I offer this as food for thought only.

Are we not talking about living sculpture here? Trees, and their asscociated, roots, trunks, branches and leaves, grow as time marches by. To say that I have never seen a tree like that in nature is a misnomer. To have the photo of the tree like I have presented is a perfect example of a tree like that in nature. Does the tree have to be in the ground on some busy street corner to count?

Does not the tree offer a model of how a tree "could" me grown in the ground. Why can't we turn it around? Which came first the bonsai or the tree? Does nature have to provide models for all bonsai?

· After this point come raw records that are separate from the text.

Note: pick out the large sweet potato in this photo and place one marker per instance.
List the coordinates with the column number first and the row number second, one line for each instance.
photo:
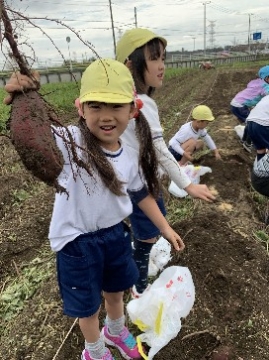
column 32, row 136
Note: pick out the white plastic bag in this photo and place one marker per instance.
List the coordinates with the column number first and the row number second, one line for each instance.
column 239, row 129
column 194, row 173
column 159, row 256
column 159, row 311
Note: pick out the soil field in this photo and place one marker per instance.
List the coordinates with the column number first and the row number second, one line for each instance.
column 228, row 263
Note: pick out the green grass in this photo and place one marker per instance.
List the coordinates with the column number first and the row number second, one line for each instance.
column 15, row 292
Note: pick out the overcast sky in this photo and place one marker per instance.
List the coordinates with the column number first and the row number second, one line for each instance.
column 181, row 22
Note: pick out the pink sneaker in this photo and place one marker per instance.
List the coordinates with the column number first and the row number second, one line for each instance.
column 125, row 343
column 86, row 356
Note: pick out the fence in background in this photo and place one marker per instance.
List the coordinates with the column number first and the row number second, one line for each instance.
column 65, row 76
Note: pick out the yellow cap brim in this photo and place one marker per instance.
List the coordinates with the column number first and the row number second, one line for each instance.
column 108, row 98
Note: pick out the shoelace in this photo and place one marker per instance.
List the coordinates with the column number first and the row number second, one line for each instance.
column 108, row 356
column 128, row 339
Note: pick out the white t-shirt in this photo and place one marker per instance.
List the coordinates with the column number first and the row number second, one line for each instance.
column 167, row 162
column 260, row 113
column 89, row 205
column 187, row 132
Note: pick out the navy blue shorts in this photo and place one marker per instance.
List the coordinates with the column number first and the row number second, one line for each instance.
column 142, row 227
column 92, row 263
column 176, row 155
column 259, row 135
column 240, row 112
column 261, row 185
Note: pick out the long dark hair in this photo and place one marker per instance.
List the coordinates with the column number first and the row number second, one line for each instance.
column 139, row 65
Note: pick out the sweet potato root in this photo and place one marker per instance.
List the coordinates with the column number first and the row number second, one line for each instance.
column 31, row 134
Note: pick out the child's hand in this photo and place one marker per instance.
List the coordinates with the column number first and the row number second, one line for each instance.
column 19, row 83
column 200, row 191
column 217, row 155
column 188, row 156
column 173, row 238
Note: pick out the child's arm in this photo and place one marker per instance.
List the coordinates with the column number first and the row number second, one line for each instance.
column 149, row 206
column 174, row 171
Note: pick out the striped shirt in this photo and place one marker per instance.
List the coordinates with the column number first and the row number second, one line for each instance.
column 261, row 167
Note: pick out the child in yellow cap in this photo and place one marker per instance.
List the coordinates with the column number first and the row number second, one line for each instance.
column 187, row 140
column 143, row 52
column 87, row 232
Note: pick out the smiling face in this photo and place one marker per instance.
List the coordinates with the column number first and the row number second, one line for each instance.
column 199, row 124
column 107, row 121
column 154, row 73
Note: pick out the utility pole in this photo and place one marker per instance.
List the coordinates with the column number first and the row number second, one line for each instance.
column 135, row 14
column 113, row 30
column 193, row 43
column 205, row 3
column 212, row 33
column 249, row 35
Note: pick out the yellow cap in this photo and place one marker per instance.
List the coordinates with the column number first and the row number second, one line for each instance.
column 107, row 80
column 133, row 39
column 202, row 112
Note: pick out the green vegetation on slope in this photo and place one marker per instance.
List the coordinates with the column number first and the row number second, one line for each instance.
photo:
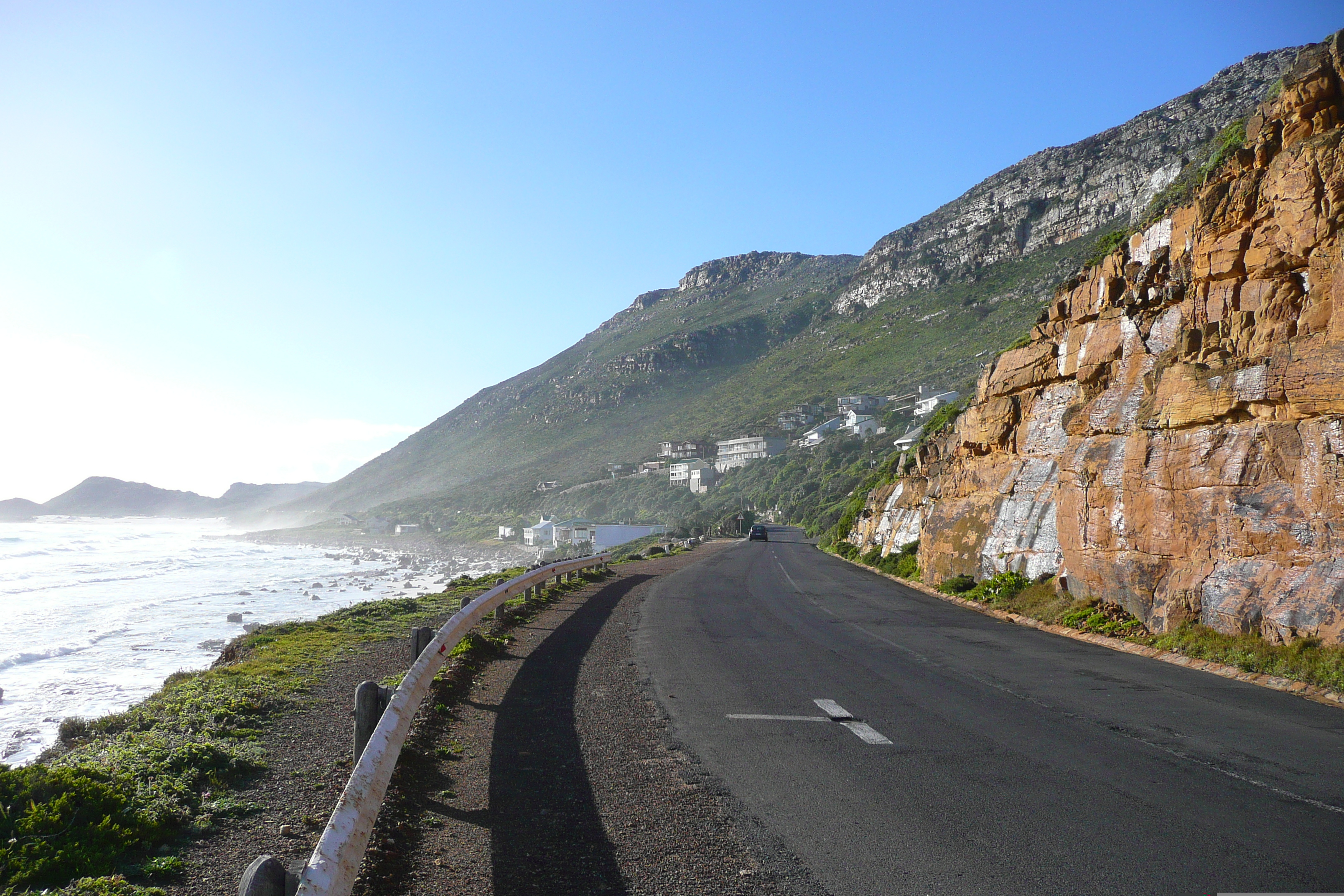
column 122, row 787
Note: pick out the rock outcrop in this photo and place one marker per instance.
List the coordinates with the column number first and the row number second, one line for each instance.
column 1172, row 437
column 1062, row 193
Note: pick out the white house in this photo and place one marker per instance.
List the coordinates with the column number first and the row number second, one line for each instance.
column 741, row 452
column 859, row 403
column 680, row 473
column 611, row 535
column 862, row 425
column 906, row 441
column 928, row 405
column 577, row 531
column 542, row 534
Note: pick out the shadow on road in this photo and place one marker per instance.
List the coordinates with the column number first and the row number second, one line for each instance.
column 546, row 832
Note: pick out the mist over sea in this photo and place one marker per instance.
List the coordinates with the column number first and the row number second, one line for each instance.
column 99, row 612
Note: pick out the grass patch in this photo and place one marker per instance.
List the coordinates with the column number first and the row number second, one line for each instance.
column 1303, row 660
column 116, row 789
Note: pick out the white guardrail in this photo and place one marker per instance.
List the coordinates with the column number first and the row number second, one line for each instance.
column 335, row 863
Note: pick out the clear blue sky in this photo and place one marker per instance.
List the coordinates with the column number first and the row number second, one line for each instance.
column 265, row 241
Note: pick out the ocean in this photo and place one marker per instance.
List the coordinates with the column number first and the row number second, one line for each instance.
column 97, row 613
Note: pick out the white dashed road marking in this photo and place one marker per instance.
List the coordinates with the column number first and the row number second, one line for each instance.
column 866, row 733
column 834, row 710
column 835, row 713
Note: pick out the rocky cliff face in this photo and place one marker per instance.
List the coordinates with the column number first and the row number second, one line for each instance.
column 1172, row 437
column 1062, row 193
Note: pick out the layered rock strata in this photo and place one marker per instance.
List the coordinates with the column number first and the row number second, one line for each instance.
column 1172, row 437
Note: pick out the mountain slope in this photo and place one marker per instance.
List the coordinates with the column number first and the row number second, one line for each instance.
column 105, row 496
column 1062, row 193
column 742, row 338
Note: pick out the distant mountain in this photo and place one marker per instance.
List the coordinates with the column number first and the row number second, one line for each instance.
column 744, row 338
column 15, row 509
column 105, row 496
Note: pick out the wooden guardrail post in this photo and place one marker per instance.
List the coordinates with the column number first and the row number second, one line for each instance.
column 372, row 699
column 420, row 640
column 268, row 876
column 382, row 723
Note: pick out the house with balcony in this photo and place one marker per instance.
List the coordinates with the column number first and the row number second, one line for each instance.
column 541, row 535
column 740, row 452
column 859, row 403
column 927, row 406
column 685, row 451
column 680, row 473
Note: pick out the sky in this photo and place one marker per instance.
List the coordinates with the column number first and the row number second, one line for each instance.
column 265, row 242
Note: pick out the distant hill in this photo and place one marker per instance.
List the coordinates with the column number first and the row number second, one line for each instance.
column 741, row 339
column 15, row 509
column 105, row 496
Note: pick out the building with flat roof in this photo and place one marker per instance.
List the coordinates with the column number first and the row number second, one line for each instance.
column 734, row 453
column 680, row 473
column 683, row 451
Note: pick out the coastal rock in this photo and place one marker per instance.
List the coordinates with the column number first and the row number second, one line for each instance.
column 1174, row 433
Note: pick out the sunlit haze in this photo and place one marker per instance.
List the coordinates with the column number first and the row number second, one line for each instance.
column 256, row 242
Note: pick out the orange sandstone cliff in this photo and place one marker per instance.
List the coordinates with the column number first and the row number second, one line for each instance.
column 1172, row 437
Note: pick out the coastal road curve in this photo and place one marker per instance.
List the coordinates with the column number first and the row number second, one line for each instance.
column 1016, row 761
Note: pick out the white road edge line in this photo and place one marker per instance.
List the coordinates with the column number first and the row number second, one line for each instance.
column 834, row 710
column 866, row 733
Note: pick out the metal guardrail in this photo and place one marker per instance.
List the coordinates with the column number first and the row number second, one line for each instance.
column 332, row 868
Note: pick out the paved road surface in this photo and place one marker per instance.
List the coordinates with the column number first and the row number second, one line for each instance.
column 1021, row 762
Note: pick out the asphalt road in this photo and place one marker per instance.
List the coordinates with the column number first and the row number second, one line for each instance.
column 1021, row 762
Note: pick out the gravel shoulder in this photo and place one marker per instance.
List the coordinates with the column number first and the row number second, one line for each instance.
column 542, row 765
column 561, row 777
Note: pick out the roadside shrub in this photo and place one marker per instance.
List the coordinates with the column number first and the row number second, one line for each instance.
column 115, row 886
column 999, row 589
column 72, row 730
column 163, row 867
column 58, row 824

Look at photo 2 which, BTW, I think contains as many as 5 trunks, flows frome the trunk into a perfect curving form into the soil. The flare of the first branches and the subtle trunk combined with the smooth gracefull flow of the nebari, captures, I think, the most perfect model in any artists repertoire could contain, "the nude female body". The outline of this tree is classic. The perfect curves. I have included a pic of the tree "planted" in the pot. When looking at the tree now, the tree is somehow missing its life blood. You can't say that the oil spill has not added weight and power to the tree. This tree is just not powerful like this. The tree has just gained back about 100 years to its life. The fountain of youth has been found. This tree looks juvenile. To be fair I have not removed the flare at the base.